Obama and administration officials, however, insist on their mission accomplished claim.

“We broke the ISIL siege of Mount Sinjar, we helped vulnerable people reach safety, and we helped save many innocent lives,” Obama said in a brief Aug. 14 statement at his vacation spot in Martha’s Vinyard. “We do not expect there to be an additional operation to evacuate people on the mountain, and it is unlikely that we are going to need to continue humanitarian airdrops on the mountain,” he said, shortly before departing for another golf game. (RELATED: Mission Accomplished On Iraq’s Mount Sinjar, Obama Declares)

A U.S. reconnaissance team on the mountain counted only 4,000 to 5,000 Yazidis on the mountain, and concluded they have adequate supplies of airdropped water and food. Kurdish fighters had escorted thousands of Yazidis off the mountain over five night, officials said.

“Getting on the mountain and see for ourselves that things weren’t as bad as we thought was a pleasant surprise,” said the Pentagon’s top spokesman, Rear Adm. John Kirby.

The administration’s number was echoed by a Yazidi now in Arizona, whose family walked over the mountain to safety.

His family says “there is still 3,000, 4000, people on the mountain, but they don’t want to leave, because they don’t trust Peshmerg [Kurish soldiers] or Kurdistan government to go live with them,” said the Yazidi, who formerly served as a translator for U.S. army units in Iraq. He stays in contact with his family via cellphone.

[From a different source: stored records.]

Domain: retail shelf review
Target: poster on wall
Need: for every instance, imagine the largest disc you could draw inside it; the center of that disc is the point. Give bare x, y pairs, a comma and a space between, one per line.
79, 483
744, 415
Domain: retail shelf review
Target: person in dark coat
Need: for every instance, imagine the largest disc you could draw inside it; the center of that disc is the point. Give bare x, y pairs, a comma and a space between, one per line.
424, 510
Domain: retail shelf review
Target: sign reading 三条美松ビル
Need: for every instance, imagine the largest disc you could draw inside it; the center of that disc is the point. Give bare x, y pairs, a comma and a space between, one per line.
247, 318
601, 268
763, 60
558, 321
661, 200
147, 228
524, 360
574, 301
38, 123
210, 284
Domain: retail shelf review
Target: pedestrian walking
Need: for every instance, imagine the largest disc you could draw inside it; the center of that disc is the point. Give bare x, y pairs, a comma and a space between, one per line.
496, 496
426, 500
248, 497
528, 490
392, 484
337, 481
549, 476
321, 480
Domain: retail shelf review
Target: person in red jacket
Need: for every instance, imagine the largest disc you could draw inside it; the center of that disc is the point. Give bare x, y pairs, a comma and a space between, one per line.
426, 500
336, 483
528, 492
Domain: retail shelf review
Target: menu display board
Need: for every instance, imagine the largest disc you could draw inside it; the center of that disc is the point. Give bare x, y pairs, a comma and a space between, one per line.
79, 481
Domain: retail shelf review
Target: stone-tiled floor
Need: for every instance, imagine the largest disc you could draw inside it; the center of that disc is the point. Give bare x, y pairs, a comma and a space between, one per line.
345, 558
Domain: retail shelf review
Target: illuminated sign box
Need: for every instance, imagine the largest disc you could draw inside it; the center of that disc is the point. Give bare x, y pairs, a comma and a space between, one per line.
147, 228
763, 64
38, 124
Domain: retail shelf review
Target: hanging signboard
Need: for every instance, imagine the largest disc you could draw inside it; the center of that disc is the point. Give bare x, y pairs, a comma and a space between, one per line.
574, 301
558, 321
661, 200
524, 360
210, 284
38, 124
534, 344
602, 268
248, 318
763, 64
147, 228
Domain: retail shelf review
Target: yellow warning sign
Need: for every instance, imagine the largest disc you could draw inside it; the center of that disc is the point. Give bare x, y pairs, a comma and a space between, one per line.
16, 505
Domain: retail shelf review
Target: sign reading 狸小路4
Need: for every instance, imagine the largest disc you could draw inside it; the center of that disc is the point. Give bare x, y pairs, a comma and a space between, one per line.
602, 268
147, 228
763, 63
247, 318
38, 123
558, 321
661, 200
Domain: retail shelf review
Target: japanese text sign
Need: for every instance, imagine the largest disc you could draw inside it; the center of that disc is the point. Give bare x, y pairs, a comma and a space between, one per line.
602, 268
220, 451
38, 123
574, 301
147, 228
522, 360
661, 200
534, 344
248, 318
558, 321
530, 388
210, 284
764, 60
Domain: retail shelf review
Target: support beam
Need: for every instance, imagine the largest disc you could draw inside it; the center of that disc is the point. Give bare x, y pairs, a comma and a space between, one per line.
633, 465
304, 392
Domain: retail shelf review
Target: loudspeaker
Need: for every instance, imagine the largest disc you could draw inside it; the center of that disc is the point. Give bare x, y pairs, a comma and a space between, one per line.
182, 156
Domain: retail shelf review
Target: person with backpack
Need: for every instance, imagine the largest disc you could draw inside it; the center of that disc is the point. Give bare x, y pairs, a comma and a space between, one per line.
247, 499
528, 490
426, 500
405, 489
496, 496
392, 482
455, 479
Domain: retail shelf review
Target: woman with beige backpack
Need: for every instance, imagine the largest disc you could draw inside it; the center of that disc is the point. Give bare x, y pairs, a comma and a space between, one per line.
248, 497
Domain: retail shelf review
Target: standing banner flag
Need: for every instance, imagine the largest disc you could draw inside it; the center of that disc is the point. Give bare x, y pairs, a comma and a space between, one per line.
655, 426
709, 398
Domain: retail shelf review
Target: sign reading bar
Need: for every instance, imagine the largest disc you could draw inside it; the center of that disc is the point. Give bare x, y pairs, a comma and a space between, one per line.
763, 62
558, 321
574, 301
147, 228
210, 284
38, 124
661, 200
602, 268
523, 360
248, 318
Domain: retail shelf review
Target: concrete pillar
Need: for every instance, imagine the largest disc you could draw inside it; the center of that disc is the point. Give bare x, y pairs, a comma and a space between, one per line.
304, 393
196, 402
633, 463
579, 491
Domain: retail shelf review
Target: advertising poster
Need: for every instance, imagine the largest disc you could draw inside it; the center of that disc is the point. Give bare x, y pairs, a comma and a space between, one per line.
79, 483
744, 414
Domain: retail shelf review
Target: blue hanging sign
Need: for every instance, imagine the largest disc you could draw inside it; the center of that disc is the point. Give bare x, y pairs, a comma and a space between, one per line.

Many other Yazidis were caught by the jihadi army, dubbed the Islamic State. The men and boys were killed, while the women are being enslaved, said the translator, whose nickname was “William Wallace.”

Roughly 1,200 women and girls are being held in two schools in the nearby city of Tal Afar, he said. Many will be forced to “marry” jihadis, he said. Other Yazidi villages are being attacked and destroyed by the jihadis. Their occupants are either killed or enslaved, he said.

The Yazidi does not want his name published because it could endanger his family, who are now refugees in the Kurdish city of Dohuk. They were driven to Dohuk after walking off the mountain.